KBRA Assigns Ratings to Alesco Preferred Funding XI, Ltd.
26 Aug 2024 | New York
KBRA assigns ratings to four classes of notes issued by Alesco Preferred Funding XI, Ltd. (Alesco XI), a securitization backed by a portfolio of bank and insurance TruPs CDO assets.
Alesco XI is a 2006 vintage CDO of bank and insurance holding company Tier 1 and Tier 2 capital with Cohen Bros. Financial Management, LLC (“Cohen & Co”) as the initial collateral manager. It had an initial collateral par value of $667.1 million and rated liabilities of $637.0 million. It is a static cash flow structure and is now managed by Hildene Structured Advisors, LLC (HSA), a relying advisor to Hildene Capital Management, LLC (Hildene).

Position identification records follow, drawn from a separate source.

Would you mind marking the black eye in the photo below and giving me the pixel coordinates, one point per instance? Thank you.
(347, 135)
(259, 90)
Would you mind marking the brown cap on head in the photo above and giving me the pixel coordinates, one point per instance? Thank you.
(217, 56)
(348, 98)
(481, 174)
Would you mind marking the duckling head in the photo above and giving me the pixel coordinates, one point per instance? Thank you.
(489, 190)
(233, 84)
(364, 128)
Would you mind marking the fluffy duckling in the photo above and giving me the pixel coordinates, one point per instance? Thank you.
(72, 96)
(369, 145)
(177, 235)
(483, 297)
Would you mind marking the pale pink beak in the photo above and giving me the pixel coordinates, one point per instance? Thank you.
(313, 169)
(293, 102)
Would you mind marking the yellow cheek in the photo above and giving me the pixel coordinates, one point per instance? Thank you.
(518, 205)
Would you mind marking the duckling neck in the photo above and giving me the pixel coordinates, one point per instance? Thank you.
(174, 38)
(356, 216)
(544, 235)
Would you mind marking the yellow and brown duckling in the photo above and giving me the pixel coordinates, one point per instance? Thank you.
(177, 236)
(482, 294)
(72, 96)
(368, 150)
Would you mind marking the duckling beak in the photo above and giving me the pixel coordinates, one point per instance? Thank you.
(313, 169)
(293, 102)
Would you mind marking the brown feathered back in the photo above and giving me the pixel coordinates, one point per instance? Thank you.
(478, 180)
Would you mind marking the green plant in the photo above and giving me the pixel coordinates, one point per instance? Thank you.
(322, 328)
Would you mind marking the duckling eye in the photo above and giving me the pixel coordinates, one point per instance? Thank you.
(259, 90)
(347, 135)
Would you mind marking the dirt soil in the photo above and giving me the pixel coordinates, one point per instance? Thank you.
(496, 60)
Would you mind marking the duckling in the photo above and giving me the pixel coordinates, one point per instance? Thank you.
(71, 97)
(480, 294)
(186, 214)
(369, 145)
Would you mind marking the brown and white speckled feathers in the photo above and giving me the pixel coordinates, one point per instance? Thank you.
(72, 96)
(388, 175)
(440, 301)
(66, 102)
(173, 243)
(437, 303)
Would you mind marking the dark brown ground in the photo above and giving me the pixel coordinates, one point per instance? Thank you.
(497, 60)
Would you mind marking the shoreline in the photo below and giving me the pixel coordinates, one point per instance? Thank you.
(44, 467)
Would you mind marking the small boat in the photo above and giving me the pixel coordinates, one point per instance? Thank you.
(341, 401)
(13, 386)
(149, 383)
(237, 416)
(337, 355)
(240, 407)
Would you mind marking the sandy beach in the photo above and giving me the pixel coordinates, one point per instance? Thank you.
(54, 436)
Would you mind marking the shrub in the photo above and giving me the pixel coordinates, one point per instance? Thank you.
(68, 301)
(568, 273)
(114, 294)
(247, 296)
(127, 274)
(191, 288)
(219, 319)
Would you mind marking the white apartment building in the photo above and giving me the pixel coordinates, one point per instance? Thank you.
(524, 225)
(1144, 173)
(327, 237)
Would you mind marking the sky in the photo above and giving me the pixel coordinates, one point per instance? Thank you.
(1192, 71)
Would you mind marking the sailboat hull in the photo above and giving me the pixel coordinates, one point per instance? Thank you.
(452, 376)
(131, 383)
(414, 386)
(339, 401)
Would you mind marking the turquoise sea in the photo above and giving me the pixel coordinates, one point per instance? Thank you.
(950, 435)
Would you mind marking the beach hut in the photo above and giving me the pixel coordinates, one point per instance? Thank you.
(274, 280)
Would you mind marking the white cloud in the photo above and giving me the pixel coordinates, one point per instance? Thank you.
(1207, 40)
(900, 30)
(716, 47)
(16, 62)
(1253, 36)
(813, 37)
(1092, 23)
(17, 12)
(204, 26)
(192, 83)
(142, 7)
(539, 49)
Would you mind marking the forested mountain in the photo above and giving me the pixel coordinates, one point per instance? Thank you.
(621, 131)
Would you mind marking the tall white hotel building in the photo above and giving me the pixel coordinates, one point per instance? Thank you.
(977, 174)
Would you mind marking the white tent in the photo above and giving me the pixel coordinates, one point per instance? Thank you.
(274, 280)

The securitization consists of $8.5 million Class A1A Notes, $8.6 million Class A1B Notes, $95.0 million of Class A2 Notes, $54.3 million Class B Notes, $40.9 million Class C1 Notes, $13.2 million Class C2 Notes, $63.7 million Class C3 Notes, $64.8 million Class D Notes, and $44.0 million of Preferred Shares. The ratings reflect current credit enhancement levels, excess spread, and structural features.
The Classes A1A, A1B, A2, B, C1, C2, C3 and D Notes have par subs of 93.3%, 93.3%, 56.2%, 35.0%, -4.8%, -4.8%, -4.8% and -17.9%, respectively. The current portfolio has a K-WARF of 347, which represents a weighted average portfolio assessment between BBB- and BB+, and consists of 33 obligors and 34 assets.
Kroll Bond Rating Agency's (KBRA) ratings on Class A1A, A1B and A2 reflects KBRA’s opinion regarding the likelihood of timely payment of interest and ultimate repayment of principal. While the rating assigned to the Class B reflects KBRA’s opinion regarding the likelihood of ultimate payment of interest and principal. KBRA does not rate the Classes C1, C2, C3 or D Notes.